大家室とはお隣の一軒家。お婆さんと息子の二人が住んでいる。

被害者との金銭トラブルも確認済み。

大家さんは何かと僕を勘違いしてる。ただ事件について聞いただけなのに昔のことまで持ち出す始末。

あーあ聞きそびれたな。よし取り敢えず後回しだ。


二号室:あらお隣さんどうしました? 私が犯人? 確か犯人男性って話ですが。

    さっきまでどこに? 買い物ですよ。それから大家さんとおしゃべり。

    大家さんは事故だって言ってましたよ。私もそう思います。

    もうしつこい。もしかしてまだ続けてるの? いい加減にしてください。

五号室:バブー。バブ―。ほら近づいちゃダメ。

    早くしてください。今忙しいんです。

    犯人? 男でしょう? 女性一人では無理だと六号室の子が言ってた。

六号室:俺にはアリバイがある。そん時はゼミで泊りがけ。俺は関係ないね。

    だって撲殺だぜ? 女が出来ることか? ガキならまだあり得るがよ。

    その話ならお隣さんとも一致してる。

    そんなことよりまだ治らないの? 危ない奴だな。

七号室:ああ言ったよ。だから君も僕も怪しいね。

    大体さ隣の大学生以外アリバイはない。

    あの時間帯だ。普通は家にいる時間帯。寝てるかどうかは本人次第だが。

    僕も最近不眠症気味でさちょっとの騒音もダメ。

    だから耳栓にアイマスクしてるんだ。

    あの時間横になっていたけど気付かなかった。
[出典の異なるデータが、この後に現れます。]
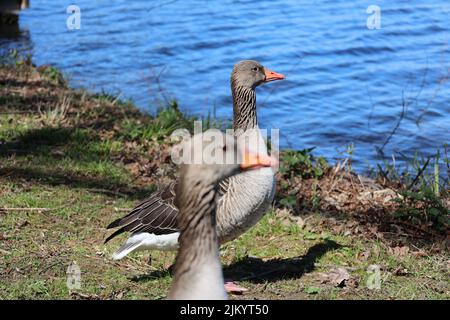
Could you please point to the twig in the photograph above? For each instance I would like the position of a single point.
(115, 193)
(419, 174)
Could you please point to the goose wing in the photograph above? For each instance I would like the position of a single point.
(156, 214)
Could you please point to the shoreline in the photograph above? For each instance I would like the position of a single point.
(72, 161)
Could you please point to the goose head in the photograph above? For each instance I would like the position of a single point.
(250, 74)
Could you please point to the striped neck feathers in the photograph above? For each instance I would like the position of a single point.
(198, 270)
(244, 107)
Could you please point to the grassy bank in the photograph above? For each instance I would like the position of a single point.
(71, 162)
へえ、君もそうなんだ。


うーん。全員の話は聞いたがまったく犯人の目星がつかない。

動機もアリバイからも真実に迫れないでいる。まさか外部犯?

一体あの日何が起きたんだ? やはり素人には無理なのか?

このままでは通称『正直荘殺人事件』は迷宮入りしてしまう。

いやそれでいい。うんそれでいいんだ。

無理して解決しようとすれば災難が降りかかるに違いない。

さあそろそろ時間だ。

さすがに無理があった。日本滞在中に解決できればと思っていたが甘かった。

グッバイ! 正直荘の皆さん。


<解決編>

110号室:お前がやったんだな?

     まったく何を考えてやがる。

     律儀に引っ越しの挨拶しやがって。不審がって通報されたぞ。

     黙るな。この航空券は何だ?

     海外に逃亡する気だったんだろ?

     動機は? 女性トラブル。お前ストーカーだったんだよな。

     アリバイもなし動機十分。お前しかいないよな。

     俺らは遊んでた訳じゃない。証拠固めしてたところだ。

     もう一度聞く。お前が犯人だな?


俺も正直荘の住人。嘘を吐くことはできない。

黙秘も違う気がする。

正直に認めるしかない。そう俺さ。俺が犯人だ。

まったくどこでボタンを掛け違いたのか。


こうして世間を震撼させた『正直荘殺人事件』は一応の解決を見た。